Z kolei z Mario Draghi była poruszana kwestia finansowej płynności greckich banków. Jak na razie ECB utrzymał limit kredytów ratunkowych (ELA) dla greckich banków na dotychczasowym poziomie (89 mld EUR), tym samym odrzucając prośbę Grecji o zwiększenie limitu. Warunki finansowania zostały zaostrzone, a w wydanym komunikacie ECB podkreślił, że obserwuje sytuacje na rynkach finansowych i nie zawaha się w razie konieczności użyć wszelkich możliwych instrumentów. W Grecji obowiązuje kontrola przepływu kapitałów i jak na razie greckie banki pozostają zamknięte. Grecki sektor finansowy nie załamał się jeszcze tylko dzięki finansowaniu z ECB. Podczas poniedziałkowej sesji Ewald Nowotny z ECB podkreślił jednak, że zastrzyk gotówki mógłby zostać odcięty w przypadku kiedy Grecja nie spłaci zadłużenia w wysokości 3,5 mld EUR do ECB w dniu 20 lipca.

Decyzją Banku Rezerw Australii główna stopa procentowa została utrzymana na poziomie 2,0%, co  było zgodne z oczekiwaniami rynkowymi. W komunikacie RBA można wyczytać, że tempo wzrostu australijskiej gospodarki utrzymuje się poniżej średniej w długim terminie. Ponadto bank prognozuje, że inflacja pozostanie zgodna z celem w przeciągu kolejnych dwóch lat nawet przy niskim poziomie stóp procentowych, co jest argumentem za utrzymaniem akomodacyjnej polityki monetarnej.  W kwestii samej waluty bank podkreślił, że dolar australijski istotnie osłabił się względem dolara amerykańskiego w przeciągu ostatniego roku, mniej w stosunku do koszyka walut.

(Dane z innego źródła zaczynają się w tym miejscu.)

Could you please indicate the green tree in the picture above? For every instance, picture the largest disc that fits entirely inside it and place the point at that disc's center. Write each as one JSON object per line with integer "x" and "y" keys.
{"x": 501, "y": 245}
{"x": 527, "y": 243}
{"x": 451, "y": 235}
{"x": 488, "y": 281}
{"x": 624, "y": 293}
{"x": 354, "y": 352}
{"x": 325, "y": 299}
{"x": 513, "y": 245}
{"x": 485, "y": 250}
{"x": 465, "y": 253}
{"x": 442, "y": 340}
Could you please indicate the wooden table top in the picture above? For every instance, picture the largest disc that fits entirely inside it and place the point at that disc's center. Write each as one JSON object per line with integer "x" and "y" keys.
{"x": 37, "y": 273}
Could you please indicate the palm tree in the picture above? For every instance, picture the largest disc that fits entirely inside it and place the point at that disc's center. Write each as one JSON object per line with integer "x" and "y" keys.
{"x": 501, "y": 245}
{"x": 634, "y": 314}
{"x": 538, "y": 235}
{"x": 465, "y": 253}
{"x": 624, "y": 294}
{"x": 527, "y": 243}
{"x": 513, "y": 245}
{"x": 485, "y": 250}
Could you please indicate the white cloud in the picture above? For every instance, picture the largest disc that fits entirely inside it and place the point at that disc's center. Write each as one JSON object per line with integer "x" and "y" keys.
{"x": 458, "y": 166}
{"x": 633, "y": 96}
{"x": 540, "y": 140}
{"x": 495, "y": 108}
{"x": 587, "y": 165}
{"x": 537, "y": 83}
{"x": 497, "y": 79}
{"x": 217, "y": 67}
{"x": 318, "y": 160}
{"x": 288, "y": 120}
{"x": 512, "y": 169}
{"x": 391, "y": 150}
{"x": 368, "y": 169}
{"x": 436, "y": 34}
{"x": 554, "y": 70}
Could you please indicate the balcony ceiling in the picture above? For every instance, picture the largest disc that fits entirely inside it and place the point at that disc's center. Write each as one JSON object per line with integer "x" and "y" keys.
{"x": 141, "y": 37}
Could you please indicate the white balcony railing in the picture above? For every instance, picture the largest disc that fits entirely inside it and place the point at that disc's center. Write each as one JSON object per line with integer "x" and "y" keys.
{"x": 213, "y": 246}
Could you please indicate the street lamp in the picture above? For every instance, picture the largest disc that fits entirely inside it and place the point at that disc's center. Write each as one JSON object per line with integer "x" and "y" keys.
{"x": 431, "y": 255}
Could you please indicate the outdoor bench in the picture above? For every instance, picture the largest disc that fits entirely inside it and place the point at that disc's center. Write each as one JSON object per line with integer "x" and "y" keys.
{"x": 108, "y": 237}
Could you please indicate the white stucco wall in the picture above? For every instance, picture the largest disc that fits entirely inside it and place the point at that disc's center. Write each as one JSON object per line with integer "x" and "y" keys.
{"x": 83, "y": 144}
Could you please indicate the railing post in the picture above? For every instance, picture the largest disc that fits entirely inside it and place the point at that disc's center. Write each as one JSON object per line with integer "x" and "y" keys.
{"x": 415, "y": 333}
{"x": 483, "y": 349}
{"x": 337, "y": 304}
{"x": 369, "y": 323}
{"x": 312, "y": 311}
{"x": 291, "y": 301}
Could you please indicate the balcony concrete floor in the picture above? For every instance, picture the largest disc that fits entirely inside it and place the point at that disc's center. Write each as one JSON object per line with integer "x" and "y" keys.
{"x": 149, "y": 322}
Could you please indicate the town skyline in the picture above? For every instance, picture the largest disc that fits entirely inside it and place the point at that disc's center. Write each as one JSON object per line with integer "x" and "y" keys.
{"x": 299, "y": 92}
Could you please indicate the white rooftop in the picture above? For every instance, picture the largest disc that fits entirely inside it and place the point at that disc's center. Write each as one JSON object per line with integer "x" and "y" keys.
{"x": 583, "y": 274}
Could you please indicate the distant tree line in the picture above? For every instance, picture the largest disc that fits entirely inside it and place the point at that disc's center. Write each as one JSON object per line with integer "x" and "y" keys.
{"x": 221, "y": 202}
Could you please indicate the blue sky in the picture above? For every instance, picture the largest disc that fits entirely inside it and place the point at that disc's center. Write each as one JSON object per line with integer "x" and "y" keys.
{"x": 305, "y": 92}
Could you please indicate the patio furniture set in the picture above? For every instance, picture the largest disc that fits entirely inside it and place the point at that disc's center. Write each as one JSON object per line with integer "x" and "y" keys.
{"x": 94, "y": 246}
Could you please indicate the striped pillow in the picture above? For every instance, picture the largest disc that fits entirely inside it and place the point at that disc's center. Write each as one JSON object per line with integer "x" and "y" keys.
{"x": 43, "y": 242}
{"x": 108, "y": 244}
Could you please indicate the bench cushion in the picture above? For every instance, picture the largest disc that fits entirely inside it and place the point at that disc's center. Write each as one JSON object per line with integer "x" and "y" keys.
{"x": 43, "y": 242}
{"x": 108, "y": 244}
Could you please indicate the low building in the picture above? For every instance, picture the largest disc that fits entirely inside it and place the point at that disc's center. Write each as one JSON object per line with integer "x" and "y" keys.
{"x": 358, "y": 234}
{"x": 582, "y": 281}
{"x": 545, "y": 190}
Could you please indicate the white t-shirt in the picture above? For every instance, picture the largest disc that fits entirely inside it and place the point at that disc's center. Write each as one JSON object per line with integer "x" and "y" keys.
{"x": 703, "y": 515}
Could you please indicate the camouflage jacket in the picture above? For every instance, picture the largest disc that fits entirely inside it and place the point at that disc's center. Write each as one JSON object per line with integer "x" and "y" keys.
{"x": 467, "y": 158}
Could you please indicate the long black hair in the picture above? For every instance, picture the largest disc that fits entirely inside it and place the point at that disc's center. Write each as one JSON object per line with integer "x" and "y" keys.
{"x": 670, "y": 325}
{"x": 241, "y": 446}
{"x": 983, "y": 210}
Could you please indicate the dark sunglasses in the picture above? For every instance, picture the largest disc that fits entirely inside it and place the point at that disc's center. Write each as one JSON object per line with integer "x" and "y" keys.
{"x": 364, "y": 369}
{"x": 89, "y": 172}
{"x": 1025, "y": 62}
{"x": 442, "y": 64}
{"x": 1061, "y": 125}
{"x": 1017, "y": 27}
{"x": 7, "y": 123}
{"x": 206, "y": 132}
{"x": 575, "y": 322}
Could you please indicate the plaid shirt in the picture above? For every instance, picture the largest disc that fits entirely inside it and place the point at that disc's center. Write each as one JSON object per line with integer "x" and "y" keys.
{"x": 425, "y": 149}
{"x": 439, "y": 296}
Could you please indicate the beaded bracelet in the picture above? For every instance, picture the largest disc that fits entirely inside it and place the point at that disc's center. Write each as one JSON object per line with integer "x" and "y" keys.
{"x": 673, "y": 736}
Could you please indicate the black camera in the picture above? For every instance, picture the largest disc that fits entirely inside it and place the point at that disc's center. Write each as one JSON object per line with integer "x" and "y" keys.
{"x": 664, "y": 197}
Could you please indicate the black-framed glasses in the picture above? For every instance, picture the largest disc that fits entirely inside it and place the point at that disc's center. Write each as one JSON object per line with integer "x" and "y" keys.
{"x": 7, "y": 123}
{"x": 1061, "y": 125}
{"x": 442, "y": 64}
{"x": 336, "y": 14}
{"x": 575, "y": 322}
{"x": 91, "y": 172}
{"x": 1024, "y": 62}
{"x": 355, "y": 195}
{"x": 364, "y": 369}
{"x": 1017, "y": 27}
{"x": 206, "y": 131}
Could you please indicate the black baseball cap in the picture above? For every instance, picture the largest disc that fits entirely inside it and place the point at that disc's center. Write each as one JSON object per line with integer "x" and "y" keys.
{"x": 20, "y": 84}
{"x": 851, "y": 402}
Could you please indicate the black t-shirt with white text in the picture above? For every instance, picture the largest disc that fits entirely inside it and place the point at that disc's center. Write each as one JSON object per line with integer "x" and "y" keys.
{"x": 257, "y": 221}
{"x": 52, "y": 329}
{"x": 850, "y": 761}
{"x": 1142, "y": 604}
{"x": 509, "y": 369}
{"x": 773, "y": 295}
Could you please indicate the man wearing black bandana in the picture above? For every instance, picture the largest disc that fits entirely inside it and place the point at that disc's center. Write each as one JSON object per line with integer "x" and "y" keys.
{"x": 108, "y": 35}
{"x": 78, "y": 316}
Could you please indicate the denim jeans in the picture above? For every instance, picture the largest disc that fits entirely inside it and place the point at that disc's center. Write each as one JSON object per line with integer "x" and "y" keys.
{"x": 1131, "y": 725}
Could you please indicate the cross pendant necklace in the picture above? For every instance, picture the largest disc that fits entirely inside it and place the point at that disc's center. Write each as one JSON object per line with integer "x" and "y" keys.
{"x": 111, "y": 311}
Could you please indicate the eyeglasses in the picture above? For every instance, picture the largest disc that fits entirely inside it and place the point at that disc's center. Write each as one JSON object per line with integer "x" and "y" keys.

Zdaniem RBA dalsza deprecjacja AUDa jest potrzebna i zarazem bardzo prawdopodobna. AUDUSD kontynuuje spadki w dniu dzisiejszym. Para handlowana jest już poniżej poziomu 0,7450.

USDPLN

USDPLN pozostaje w trendzie wzrostowym. W dniu wczorajszym para testowała opór w rejonie 3,8200/50, co z technicznego punktu widzenia otwiera drogę w okolice 3,8700/50, gdzie opór wyznacza 78,6% całości fali spadkowej z poziomu 3,9655 oraz zniesienie zewnętrzne 127,2% całości fali spadkowej z poziomu 3,8249. Zgodnie z japońską techniką inwestycyjną ważne wsparcie w postaci linii tenkan na wykresie dziennym znajduje się obecnie na poziomie 3,7740.

GBPUSD

GBPUSD kontynuuje spadki po przełamaniu linii trendu wzrostowego. W dniu dzisiejszym para handlowana jest ponownie poniżej liniikijun sen, co w średnim terminie powinno sprzyjać powrotowi do górnego ograniczenia chmury ichimoku, które na chwilę obecną zbiega się z 38,2% zniesienia Fib całości fali wzrostowej z poziomu 1,4565. Wcześniej na poziomie 1,5458 znajduje się wsparcie geometryczne w postaci 61,8% zniesienia Fib całości impulsu wzrostowego z poziomu 1,5169.